Accurate snowmelt runoff prediction is critical for water resource management in mountainous regions where seasonal snowpack constitutes the dominant water supply. This study demonstrates operational application of the degree-day based Snowmelt Runoff Model (SRM) integrated with Geographic Information Systems (GIS) and multi-platform remote sensing for discharge forecasting in the Kirkgoze Basin (242.7 km², 1823-3140 m elevation), Eastern Anatolia, Turkey.
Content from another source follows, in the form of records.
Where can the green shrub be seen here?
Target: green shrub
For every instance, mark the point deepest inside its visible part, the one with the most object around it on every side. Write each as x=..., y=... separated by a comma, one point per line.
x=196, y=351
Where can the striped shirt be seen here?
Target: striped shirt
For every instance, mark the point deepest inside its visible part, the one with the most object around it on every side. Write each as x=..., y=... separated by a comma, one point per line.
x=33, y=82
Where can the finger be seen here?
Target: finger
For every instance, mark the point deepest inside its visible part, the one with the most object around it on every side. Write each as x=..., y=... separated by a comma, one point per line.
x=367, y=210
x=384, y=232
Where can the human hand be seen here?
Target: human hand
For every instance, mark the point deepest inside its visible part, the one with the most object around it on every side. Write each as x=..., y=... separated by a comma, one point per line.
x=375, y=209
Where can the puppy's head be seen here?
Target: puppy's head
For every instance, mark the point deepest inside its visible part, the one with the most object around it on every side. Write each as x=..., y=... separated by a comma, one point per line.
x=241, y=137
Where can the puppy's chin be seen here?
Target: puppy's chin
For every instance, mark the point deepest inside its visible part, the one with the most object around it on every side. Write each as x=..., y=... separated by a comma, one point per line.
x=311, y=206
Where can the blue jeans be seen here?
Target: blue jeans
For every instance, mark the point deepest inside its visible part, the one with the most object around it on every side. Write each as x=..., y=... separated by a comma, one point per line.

Three automatic weather stations spanning 872-m elevation gradient provided meteorological forcing, while MODIS MOD10A2 8-day composite products supplied operational snow cover observations validated against Landsat-5/7 (30-m resolution, 87.3% agreement, Kappa=0.73) and synthetic aperture radar imagery (RADARSAT-1 C-band, ALOS-PALSAR L-band). Uncalibrated model performance was modest (R²=0.384, volumetric difference=29.78%), demonstrating necessity of site-specific calibration. Systematic adjustment of snowmelt and rainfall runoff coefficients yielded excellent calibrated performance for 2009 melt season: R²=0.8606, correlation coefficient R=0.927, Nash-Sutcliffe Efficiency=0.854, volumetric difference=3.35%. Enhanced temperature lapse rate (0.75°C/100m vs. standard 0.65°C/100m) reflected severe continental climate. Multiple linear regression analysis identified temperature, snow-covered area, snow water equivalent, and calibrated runoff coefficients as significant discharge predictors (R²=0.881). Results confirm SRM's operational feasibility for seasonal forecasting and flood warning in data-scarce snow-dominated basins, with modest requirements (daily temperature, precipitation, satellite snow cover) aligning with operational monitoring capabilities. The methodology provides transferable framework for regional water resource management in climatically-vulnerable mountain environments where snowmelt supports agriculture, hydropower, and municipal supply.